SSE, one of the UK’s largest offshore wind developers, has recently completed several major energy projects, further solidifying its position in the renewable energy sector. The company successfully finished the 443-megawatt Viking onshore wind farm, the Shetland subsea link connecting the Shetland Islands to the British transmission grid, and the Slough Multifuel energy-from-waste power station.
These developments are part of SSE’s broader commitment to renewable energy, but the company’s future prospects are now in focus due to potential delays at one of its flagship projects, Dogger Bank A. Once completed, Dogger Bank A, alongside its two sister sites, is expected to deliver a combined offshore wind capacity of 3.6 gigawatts. However, the timeline for Dogger Bank A’s completion has already been delayed until the second half of 2025, with any further setbacks possibly impacting SSE’s ambitious growth plans.

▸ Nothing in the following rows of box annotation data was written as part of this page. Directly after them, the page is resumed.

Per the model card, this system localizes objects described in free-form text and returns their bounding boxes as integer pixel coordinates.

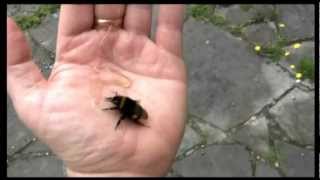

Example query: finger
[7,18,46,100]
[94,4,126,28]
[155,5,184,57]
[124,5,152,36]
[58,5,94,37]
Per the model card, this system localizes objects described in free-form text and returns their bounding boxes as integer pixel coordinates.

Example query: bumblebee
[103,94,148,129]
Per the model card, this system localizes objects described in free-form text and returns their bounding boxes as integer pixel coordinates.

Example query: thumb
[7,17,46,122]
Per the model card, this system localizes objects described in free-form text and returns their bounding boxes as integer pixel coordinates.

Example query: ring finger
[94,4,126,28]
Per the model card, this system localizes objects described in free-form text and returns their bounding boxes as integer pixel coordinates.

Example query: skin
[7,5,187,176]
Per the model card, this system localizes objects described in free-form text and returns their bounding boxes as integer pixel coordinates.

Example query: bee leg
[114,115,125,129]
[102,107,118,111]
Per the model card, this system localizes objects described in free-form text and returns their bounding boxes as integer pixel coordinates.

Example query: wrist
[66,168,152,177]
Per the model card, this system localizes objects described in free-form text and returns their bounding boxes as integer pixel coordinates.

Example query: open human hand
[7,5,187,176]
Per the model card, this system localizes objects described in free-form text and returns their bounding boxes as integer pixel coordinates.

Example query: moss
[240,4,252,12]
[259,43,285,62]
[191,5,214,20]
[13,5,60,30]
[210,15,227,26]
[227,26,243,37]
[298,56,314,80]
[190,5,226,26]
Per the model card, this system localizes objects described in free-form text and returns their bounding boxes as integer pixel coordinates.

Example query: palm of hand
[21,30,186,174]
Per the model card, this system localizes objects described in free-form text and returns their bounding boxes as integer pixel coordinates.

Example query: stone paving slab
[7,5,314,177]
[270,88,315,145]
[276,4,315,40]
[276,142,315,177]
[255,162,280,177]
[173,145,252,177]
[184,18,294,130]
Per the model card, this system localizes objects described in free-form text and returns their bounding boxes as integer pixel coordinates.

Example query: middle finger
[94,4,126,28]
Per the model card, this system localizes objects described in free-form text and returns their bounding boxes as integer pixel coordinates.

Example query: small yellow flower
[293,43,301,49]
[284,51,290,56]
[296,73,302,79]
[254,45,261,51]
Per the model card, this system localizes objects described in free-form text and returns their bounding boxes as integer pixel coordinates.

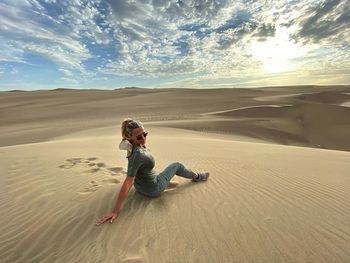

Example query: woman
[96,119,209,225]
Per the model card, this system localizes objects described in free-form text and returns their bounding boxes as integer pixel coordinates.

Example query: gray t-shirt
[127,147,157,193]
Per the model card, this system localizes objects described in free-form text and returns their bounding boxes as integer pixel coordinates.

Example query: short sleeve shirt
[127,147,157,193]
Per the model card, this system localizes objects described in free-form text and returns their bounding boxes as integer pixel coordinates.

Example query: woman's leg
[157,162,197,192]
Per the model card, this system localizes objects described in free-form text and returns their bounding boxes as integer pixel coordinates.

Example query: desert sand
[0,86,350,263]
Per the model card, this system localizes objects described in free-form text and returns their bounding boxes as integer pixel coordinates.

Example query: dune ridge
[0,87,350,263]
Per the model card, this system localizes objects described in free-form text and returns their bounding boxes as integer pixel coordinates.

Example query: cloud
[0,0,350,89]
[295,0,350,44]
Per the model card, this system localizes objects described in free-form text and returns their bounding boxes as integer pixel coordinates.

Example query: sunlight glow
[251,28,307,73]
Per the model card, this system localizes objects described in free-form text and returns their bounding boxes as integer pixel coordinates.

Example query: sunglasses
[136,132,148,141]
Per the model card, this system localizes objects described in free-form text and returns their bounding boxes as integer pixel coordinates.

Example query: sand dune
[0,87,350,263]
[0,127,350,262]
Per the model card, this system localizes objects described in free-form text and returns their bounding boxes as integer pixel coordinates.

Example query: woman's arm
[112,176,135,213]
[96,176,135,225]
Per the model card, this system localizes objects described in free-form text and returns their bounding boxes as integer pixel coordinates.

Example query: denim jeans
[136,162,196,197]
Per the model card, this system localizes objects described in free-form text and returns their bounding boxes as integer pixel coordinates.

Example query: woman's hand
[96,211,118,226]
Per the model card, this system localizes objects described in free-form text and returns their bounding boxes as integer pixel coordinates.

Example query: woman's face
[131,127,147,146]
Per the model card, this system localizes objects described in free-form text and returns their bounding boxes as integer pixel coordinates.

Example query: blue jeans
[138,162,196,197]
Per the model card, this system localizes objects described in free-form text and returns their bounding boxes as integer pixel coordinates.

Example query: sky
[0,0,350,90]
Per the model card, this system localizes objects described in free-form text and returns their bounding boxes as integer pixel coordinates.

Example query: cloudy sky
[0,0,350,90]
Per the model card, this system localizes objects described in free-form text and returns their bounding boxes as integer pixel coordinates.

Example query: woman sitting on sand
[96,119,209,225]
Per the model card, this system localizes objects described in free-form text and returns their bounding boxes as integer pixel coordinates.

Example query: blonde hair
[121,118,143,140]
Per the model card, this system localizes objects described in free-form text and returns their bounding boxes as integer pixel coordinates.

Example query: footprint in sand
[59,157,125,195]
[78,181,101,195]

The company has set an ambitious target to increase earnings at a compound annual growth rate (CAGR) of 13-16% and to raise its dividend by 5-10% by 2027, compared to 2022 levels. To fund these ongoing and future renewable energy projects, SSE made the decision to reduce its dividend to 60p per share for the current year, a strategic move to redirect resources towards its renewable investments.
Investors are now keenly awaiting updates on the company’s progress in its renewables sector. As SSE pursues its sustainable energy goals, shareholders are looking for reassurance on several fronts, including project spending, timelines, and how the company plans to meet its growth targets in an increasingly competitive and dynamic energy market.
With its focus on renewables and a strong pipeline of projects, SSE is positioning itself for future growth. However, the company’s ability to navigate potential delays, such as those at Dogger Bank, and deliver on its financial commitments will be key to maintaining investor confidence in the coming years.